# Expanded sample for lognormal distribution

I have looked at the assumption of lognormality for shot length distributions in the statistical analysis of film style in some earlier posts here, here, and here. Using the probability plot correlation coefficient, I concluded that as the assumption of lognormality could not be justified in up to half of the films studied that it was not appropriate to assume lognormality in general – if your experiment is based on assumption that is wrong 50% of the time, then your results will not be reliable. This post repeats that analysis presented earlier using a larger sample of Hollywood films. For a description of the method of using normal  probability plots and the probability plot correlation coefficient employed and the earlier results see the links above, or the links to the papers at the end of this post.

In Figure 1, we can see an example of a probability plot for a film (20,000 Years in Sing Sing) for which the data not only failed to reject the null hypothesis of lognormality (see below) but that on visual inspection is about as good a fit as you could expect. Although failure to reject a null hypothesis cannot be taken to imply that such a hypothesis is true, on the basis of this plot you would be more than happy to treat this film as being lognormally distributed. Figure 1 Probability plot of shot length data (LN[X]) for 20,000 Years in Sing Sing (1932) (n = 692, PPCC = 0.9989)

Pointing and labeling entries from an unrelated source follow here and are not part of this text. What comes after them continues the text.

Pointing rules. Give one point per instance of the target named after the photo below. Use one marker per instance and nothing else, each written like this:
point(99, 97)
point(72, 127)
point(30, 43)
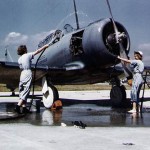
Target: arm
point(125, 60)
point(40, 49)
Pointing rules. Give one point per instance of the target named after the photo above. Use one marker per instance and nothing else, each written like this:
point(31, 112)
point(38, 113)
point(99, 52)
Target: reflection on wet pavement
point(90, 114)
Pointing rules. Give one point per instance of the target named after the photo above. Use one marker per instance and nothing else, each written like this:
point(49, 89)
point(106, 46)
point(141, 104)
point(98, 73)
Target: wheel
point(118, 96)
point(50, 94)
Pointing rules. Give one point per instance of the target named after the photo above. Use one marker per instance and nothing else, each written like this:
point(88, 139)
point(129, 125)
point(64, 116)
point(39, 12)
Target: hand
point(118, 57)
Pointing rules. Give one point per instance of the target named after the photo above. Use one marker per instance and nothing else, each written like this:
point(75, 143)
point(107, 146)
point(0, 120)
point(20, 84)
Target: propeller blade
point(126, 67)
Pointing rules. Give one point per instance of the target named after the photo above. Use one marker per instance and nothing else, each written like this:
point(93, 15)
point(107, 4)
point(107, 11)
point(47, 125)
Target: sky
point(29, 21)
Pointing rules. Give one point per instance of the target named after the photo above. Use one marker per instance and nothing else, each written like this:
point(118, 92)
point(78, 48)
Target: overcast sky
point(29, 21)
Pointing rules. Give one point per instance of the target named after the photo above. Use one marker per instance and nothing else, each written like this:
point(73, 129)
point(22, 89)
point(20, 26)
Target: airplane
point(85, 55)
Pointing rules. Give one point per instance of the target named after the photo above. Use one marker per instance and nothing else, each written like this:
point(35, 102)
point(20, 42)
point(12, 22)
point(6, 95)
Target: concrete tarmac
point(107, 128)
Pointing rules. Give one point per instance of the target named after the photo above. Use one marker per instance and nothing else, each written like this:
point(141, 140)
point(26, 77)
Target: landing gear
point(50, 93)
point(118, 96)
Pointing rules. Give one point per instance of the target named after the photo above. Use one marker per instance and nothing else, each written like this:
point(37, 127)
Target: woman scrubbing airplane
point(138, 68)
point(26, 76)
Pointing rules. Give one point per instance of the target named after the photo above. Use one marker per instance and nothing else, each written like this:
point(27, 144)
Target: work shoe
point(132, 111)
point(25, 110)
point(17, 109)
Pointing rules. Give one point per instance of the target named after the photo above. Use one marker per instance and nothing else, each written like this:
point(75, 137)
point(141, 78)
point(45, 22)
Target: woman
point(138, 67)
point(26, 76)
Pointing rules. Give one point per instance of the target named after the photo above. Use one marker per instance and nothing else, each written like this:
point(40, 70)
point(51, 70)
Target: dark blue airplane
point(78, 56)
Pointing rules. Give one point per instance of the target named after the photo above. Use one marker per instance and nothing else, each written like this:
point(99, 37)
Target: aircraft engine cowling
point(100, 44)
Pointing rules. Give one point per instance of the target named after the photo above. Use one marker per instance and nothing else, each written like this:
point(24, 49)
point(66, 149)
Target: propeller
point(118, 37)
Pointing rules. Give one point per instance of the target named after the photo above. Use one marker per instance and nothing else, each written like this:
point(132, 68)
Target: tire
point(50, 96)
point(118, 96)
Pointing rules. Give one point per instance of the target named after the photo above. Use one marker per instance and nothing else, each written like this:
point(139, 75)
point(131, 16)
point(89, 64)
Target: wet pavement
point(91, 114)
point(106, 127)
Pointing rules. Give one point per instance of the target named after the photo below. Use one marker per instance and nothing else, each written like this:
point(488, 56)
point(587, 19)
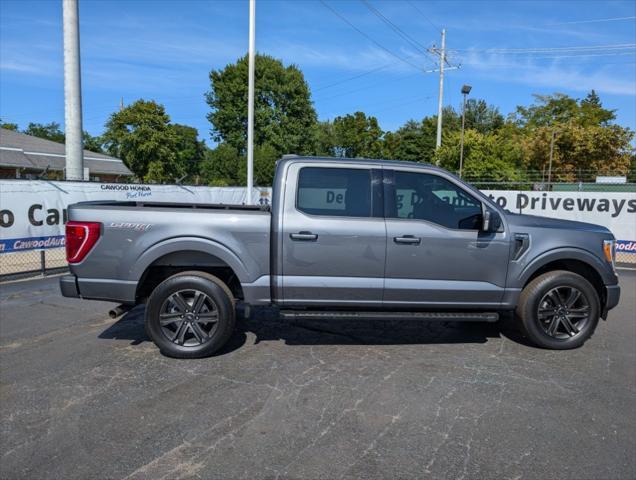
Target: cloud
point(581, 76)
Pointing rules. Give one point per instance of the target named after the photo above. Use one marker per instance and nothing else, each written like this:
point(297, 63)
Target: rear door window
point(338, 192)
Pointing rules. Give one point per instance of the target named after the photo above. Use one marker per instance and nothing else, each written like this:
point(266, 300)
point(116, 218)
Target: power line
point(597, 20)
point(368, 37)
point(412, 4)
point(344, 80)
point(414, 43)
point(366, 87)
point(591, 48)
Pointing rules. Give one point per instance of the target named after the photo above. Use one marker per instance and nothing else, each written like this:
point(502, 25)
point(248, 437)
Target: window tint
point(422, 196)
point(342, 192)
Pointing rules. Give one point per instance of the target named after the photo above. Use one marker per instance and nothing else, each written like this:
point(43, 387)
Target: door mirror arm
point(485, 218)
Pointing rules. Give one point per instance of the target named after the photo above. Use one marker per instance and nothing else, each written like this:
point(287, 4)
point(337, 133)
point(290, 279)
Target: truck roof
point(376, 161)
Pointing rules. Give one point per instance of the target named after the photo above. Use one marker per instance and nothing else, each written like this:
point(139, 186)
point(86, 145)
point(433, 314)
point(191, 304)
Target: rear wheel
point(190, 315)
point(559, 310)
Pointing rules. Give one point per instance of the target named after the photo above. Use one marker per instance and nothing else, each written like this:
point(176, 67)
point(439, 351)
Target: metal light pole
point(440, 101)
point(72, 92)
point(554, 133)
point(250, 105)
point(465, 91)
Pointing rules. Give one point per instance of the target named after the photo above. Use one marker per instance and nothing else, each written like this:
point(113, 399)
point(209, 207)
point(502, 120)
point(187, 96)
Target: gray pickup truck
point(343, 238)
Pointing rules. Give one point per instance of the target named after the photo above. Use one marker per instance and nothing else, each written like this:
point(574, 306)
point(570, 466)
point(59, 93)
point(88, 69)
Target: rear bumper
point(97, 289)
point(612, 296)
point(68, 286)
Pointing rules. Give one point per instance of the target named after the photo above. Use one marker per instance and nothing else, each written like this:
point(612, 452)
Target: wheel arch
point(577, 261)
point(168, 258)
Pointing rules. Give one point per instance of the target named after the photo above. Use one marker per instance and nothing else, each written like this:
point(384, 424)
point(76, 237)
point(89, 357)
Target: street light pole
point(74, 150)
point(440, 100)
point(465, 91)
point(250, 105)
point(554, 133)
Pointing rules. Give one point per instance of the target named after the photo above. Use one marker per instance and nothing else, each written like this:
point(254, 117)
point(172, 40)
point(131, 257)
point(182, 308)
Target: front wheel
point(559, 310)
point(190, 315)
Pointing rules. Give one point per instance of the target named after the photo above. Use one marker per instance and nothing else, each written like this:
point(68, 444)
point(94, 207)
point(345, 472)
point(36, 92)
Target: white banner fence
point(33, 212)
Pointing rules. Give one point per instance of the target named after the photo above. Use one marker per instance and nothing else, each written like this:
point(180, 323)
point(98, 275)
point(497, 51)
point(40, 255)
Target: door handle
point(304, 236)
point(407, 239)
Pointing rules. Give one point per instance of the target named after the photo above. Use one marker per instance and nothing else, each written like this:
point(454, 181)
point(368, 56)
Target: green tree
point(92, 144)
point(284, 116)
point(265, 157)
point(141, 135)
point(593, 112)
point(414, 141)
point(551, 110)
point(323, 139)
point(482, 117)
point(221, 166)
point(356, 135)
point(190, 151)
point(49, 131)
point(489, 157)
point(580, 153)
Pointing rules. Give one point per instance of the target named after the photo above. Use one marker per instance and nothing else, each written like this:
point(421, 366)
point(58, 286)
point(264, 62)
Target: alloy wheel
point(189, 318)
point(563, 312)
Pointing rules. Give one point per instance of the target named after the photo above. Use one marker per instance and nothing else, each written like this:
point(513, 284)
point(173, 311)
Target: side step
point(377, 315)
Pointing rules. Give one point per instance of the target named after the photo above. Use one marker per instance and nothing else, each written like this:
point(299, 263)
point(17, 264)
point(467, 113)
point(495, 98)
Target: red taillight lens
point(80, 238)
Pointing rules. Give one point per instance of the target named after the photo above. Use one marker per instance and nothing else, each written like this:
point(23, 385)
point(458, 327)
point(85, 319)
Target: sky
point(371, 56)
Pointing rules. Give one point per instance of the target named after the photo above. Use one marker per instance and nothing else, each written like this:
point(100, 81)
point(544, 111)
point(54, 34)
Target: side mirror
point(485, 218)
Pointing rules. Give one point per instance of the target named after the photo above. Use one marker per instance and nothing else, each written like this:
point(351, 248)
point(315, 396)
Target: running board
point(376, 315)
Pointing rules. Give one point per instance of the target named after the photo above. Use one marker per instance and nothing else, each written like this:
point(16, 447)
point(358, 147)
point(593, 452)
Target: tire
point(190, 315)
point(553, 315)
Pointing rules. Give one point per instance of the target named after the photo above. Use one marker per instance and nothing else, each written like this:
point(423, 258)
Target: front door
point(436, 254)
point(333, 236)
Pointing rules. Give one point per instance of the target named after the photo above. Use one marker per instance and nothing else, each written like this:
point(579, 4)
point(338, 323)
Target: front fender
point(195, 244)
point(529, 268)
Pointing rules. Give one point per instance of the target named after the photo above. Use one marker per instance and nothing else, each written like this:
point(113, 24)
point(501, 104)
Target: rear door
point(333, 235)
point(436, 254)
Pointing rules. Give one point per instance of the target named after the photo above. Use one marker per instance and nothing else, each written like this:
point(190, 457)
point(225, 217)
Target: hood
point(534, 221)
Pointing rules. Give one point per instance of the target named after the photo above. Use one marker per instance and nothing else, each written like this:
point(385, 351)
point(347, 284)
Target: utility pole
point(554, 132)
point(72, 92)
point(465, 91)
point(250, 105)
point(442, 61)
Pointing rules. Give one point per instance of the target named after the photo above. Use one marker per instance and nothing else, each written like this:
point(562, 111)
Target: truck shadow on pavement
point(265, 325)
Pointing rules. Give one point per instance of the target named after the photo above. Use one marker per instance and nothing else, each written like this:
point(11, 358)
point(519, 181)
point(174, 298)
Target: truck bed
point(209, 206)
point(138, 235)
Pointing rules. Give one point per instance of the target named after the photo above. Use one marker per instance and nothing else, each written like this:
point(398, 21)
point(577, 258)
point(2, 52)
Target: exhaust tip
point(118, 311)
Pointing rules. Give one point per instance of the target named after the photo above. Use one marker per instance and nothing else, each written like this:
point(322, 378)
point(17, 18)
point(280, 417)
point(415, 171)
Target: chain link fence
point(16, 265)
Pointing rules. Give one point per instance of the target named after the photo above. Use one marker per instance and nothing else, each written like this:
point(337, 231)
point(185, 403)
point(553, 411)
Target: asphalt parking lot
point(84, 396)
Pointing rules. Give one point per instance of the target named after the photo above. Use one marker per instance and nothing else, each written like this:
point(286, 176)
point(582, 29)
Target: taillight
point(80, 238)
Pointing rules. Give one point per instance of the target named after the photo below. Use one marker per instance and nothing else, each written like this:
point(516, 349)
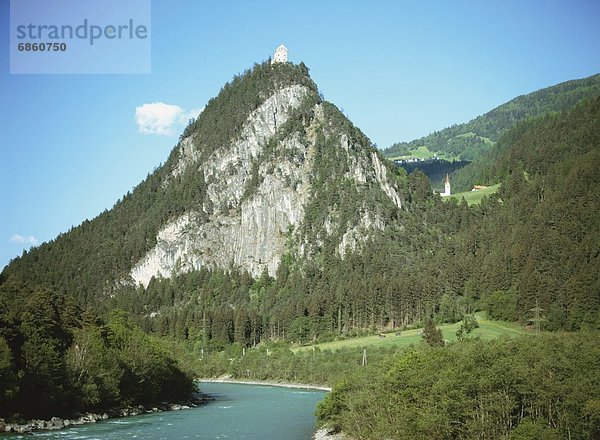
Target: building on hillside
point(280, 55)
point(447, 191)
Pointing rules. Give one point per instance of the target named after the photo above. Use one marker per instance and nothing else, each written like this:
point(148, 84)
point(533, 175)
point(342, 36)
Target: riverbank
point(324, 434)
point(228, 379)
point(56, 423)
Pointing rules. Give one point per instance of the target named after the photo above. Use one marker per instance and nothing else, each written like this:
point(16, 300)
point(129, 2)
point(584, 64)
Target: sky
point(72, 144)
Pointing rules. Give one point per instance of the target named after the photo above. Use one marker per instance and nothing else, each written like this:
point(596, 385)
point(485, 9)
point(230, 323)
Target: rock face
point(257, 191)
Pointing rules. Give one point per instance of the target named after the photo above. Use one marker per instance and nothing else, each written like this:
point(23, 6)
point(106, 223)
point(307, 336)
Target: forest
point(469, 140)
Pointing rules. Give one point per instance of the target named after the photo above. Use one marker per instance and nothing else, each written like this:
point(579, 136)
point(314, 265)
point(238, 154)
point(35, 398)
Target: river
point(249, 412)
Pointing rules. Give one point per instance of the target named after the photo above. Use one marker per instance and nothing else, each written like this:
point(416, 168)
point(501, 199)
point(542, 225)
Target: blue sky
point(72, 146)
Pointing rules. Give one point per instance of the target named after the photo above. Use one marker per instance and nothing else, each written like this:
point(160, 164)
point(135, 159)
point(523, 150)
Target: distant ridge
point(469, 140)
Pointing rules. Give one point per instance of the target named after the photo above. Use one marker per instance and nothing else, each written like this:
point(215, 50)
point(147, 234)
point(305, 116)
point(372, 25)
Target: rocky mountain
point(269, 168)
point(469, 140)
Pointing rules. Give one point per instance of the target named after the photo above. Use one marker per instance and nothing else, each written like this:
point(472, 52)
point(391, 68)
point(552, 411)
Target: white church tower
point(446, 192)
point(280, 55)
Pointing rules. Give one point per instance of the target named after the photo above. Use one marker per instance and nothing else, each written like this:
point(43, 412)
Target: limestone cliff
point(259, 185)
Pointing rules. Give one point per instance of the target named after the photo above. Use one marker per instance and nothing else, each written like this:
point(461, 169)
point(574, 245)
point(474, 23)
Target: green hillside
point(487, 330)
point(474, 197)
point(467, 141)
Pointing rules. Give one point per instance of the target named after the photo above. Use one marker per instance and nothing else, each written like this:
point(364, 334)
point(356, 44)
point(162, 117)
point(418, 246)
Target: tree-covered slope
point(538, 237)
point(535, 387)
point(471, 139)
point(92, 258)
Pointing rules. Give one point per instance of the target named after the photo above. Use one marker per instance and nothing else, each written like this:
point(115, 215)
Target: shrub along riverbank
point(526, 387)
point(57, 361)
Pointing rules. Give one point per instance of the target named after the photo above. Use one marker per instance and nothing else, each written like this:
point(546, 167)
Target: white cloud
point(162, 119)
point(30, 240)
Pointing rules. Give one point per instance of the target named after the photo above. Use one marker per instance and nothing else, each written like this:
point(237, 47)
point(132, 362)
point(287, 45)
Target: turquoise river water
point(252, 412)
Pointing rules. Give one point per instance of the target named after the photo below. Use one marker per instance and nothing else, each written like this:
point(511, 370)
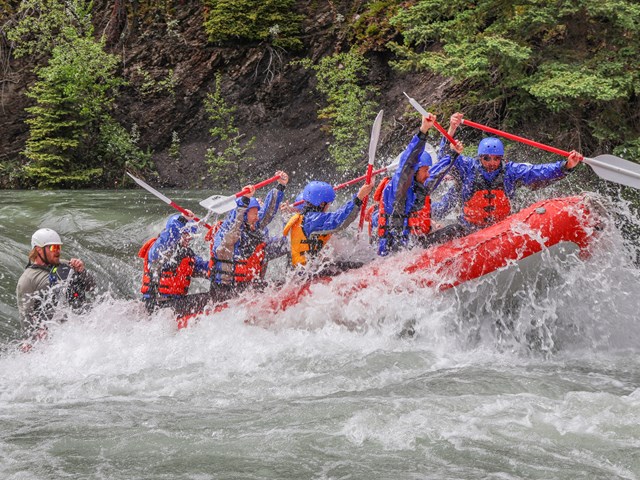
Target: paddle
point(609, 167)
point(166, 200)
point(221, 204)
point(424, 113)
point(373, 143)
point(389, 168)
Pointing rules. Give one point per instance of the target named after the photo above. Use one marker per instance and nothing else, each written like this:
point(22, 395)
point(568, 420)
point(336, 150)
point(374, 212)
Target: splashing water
point(532, 372)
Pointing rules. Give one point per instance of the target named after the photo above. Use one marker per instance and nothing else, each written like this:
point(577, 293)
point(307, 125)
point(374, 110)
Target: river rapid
point(329, 389)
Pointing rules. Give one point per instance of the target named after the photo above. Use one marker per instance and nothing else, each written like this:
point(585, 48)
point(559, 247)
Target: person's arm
point(321, 223)
point(277, 247)
point(225, 248)
point(201, 266)
point(403, 178)
point(272, 201)
point(31, 286)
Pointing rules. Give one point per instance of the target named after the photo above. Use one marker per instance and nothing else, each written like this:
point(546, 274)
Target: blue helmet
point(317, 193)
point(426, 157)
point(178, 224)
point(253, 203)
point(490, 146)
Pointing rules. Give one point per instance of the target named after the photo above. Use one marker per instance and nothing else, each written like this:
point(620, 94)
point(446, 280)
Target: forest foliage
point(562, 68)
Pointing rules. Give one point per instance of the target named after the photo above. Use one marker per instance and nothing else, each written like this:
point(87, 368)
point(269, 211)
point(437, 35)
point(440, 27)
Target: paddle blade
point(150, 189)
point(219, 203)
point(616, 169)
point(375, 135)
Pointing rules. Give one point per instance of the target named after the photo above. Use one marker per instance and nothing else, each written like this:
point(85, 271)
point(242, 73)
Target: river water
point(327, 391)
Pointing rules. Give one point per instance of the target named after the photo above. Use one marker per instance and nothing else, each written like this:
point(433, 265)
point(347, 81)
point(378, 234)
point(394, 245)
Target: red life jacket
point(419, 221)
point(489, 204)
point(172, 281)
point(148, 285)
point(378, 197)
point(245, 269)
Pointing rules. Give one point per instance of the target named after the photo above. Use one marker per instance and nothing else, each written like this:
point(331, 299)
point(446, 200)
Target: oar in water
point(373, 143)
point(609, 167)
point(222, 204)
point(389, 168)
point(166, 200)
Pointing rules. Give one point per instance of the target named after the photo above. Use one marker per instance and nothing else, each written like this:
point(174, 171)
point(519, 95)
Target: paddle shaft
point(264, 183)
point(424, 113)
point(516, 138)
point(351, 182)
point(373, 144)
point(366, 199)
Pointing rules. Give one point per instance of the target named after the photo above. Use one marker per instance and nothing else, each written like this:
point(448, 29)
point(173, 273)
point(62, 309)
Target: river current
point(329, 389)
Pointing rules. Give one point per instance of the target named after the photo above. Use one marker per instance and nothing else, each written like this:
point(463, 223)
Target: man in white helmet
point(45, 280)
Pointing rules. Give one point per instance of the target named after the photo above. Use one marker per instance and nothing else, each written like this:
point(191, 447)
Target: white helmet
point(44, 237)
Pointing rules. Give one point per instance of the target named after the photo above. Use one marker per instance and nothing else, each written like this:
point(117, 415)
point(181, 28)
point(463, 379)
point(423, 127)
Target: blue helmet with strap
point(253, 203)
point(426, 157)
point(490, 146)
point(316, 193)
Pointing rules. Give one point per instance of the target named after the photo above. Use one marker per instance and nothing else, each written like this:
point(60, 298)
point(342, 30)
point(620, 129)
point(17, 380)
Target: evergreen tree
point(73, 94)
point(350, 109)
point(574, 59)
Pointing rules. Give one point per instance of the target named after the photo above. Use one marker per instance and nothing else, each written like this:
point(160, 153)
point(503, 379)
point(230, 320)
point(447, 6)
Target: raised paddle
point(609, 167)
point(424, 113)
point(389, 168)
point(221, 204)
point(166, 200)
point(373, 143)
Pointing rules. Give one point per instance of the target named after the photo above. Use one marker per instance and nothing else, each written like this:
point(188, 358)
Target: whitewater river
point(327, 390)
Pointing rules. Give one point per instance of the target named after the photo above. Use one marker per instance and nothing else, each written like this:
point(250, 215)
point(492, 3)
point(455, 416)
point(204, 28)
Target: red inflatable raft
point(543, 225)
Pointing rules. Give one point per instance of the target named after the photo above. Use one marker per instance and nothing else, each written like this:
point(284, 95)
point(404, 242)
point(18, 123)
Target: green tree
point(573, 59)
point(228, 160)
point(73, 94)
point(350, 108)
point(274, 21)
point(44, 24)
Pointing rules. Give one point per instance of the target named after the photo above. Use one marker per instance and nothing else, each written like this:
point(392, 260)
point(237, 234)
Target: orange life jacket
point(368, 217)
point(300, 244)
point(378, 197)
point(210, 237)
point(489, 204)
point(172, 281)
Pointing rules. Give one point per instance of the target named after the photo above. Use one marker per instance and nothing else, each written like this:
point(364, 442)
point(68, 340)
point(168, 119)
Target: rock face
point(275, 101)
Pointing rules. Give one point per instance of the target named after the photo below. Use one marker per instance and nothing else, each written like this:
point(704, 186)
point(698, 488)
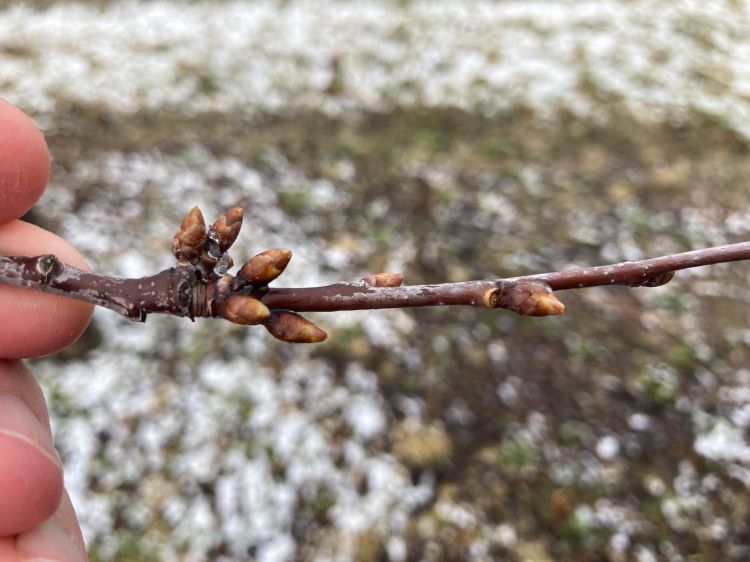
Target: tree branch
point(200, 287)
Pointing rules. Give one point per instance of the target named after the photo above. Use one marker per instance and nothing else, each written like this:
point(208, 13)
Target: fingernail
point(18, 422)
point(47, 542)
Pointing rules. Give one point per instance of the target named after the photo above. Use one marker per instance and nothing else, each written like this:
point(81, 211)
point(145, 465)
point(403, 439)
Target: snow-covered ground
point(226, 446)
point(663, 58)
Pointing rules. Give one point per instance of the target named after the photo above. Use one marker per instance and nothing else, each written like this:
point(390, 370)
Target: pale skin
point(37, 520)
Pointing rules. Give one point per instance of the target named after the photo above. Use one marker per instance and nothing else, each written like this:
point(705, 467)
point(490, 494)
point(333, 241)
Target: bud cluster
point(238, 298)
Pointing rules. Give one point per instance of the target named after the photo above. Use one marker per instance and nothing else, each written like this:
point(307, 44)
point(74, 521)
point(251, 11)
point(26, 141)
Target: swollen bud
point(531, 299)
point(227, 227)
point(293, 328)
point(526, 299)
point(260, 270)
point(242, 309)
point(188, 242)
point(384, 280)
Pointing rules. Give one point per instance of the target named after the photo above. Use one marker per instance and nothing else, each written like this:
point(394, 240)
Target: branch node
point(530, 299)
point(383, 280)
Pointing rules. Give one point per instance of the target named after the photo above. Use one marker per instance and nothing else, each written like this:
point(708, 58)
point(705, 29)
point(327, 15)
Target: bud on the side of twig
point(188, 242)
point(383, 280)
point(292, 328)
point(658, 280)
point(260, 270)
point(243, 309)
point(227, 227)
point(526, 299)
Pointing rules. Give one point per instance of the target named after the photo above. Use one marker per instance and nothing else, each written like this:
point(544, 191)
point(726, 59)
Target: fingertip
point(24, 166)
point(47, 542)
point(31, 480)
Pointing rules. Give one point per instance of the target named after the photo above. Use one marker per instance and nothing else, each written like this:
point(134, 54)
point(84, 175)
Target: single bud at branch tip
point(260, 270)
point(189, 240)
point(384, 280)
point(243, 309)
point(292, 328)
point(227, 227)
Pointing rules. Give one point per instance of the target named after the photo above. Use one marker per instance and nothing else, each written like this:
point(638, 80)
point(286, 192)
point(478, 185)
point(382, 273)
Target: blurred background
point(449, 141)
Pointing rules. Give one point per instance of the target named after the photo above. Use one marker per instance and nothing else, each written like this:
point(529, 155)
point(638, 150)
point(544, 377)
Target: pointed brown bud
point(227, 227)
point(531, 299)
point(526, 299)
point(260, 270)
point(384, 280)
point(242, 309)
point(293, 328)
point(188, 242)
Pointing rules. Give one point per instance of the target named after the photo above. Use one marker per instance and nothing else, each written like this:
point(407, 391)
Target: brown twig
point(200, 287)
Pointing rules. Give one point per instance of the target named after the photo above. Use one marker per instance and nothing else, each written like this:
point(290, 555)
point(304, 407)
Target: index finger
point(24, 162)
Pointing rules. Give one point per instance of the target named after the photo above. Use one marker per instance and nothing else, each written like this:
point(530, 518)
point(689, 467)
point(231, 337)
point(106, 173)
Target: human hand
point(37, 520)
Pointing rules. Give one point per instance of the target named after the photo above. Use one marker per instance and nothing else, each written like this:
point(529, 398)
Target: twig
point(200, 287)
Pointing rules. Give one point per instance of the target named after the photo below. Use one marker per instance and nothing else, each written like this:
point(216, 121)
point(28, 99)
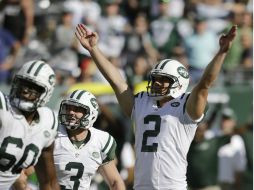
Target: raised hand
point(227, 39)
point(86, 37)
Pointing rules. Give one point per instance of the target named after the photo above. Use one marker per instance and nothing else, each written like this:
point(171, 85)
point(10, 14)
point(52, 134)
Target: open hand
point(86, 37)
point(227, 39)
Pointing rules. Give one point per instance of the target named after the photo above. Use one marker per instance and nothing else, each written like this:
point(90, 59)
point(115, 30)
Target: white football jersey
point(20, 143)
point(75, 167)
point(162, 140)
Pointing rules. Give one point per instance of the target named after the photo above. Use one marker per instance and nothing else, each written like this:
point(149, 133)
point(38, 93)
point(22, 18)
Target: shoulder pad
point(3, 102)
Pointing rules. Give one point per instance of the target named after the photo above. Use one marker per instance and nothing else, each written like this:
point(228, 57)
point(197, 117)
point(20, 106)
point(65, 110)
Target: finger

Another useful feature of the normal probability plot is that the slope and the intercept of the regression line provide estimates of the shape factor and mean of the log-transformed data, respectively. In Figure 1, the slope is 0.8245, which is very close to the standard deviation of the log-transformed data (s = 0.8236) and the method proposed by Barry Salt for use in analysing film style based on the ratio of the mean to the median (s* = √(2×LN(mean/median)) = 0.8461). The intercept is 1.5695, giving a geometric mean of 4.7 seconds, which is very close to the median of 4.8s.

In Figures 2 to 4 we have three films for which the null hypothesis of lognormality (see below) was rejected. What is noticeable about these three films is that the deviation from the hypothesised distribution is different in each case. The plot for Rain (Figure 2) is all over the place; while the data for Steamboat Bill, Jr (Figure 3) deviates from the hypothesised distribution in both the lower and upper tails and the curvature of the plot indicates that the logarithmic transformation has not been successful in removing all of the skew from the data. In contrast, A Free Soul (Figure 4) shows such variation only in its lower tail. Figure 2 Probability plot of shot length data (LN[X]) for Rain (1932) (n = 308, PPCC = 0.9768) Figure 3 Probability plot of shot length data (LN[X]) for Steamboat Bill, Jr (1928) (n = 575, PPCC = 0.9839) Figure 4 Probability plot of shot length data (LN[X]) for A Free Soul (1931) (n = 461, PPCC = 0.9873)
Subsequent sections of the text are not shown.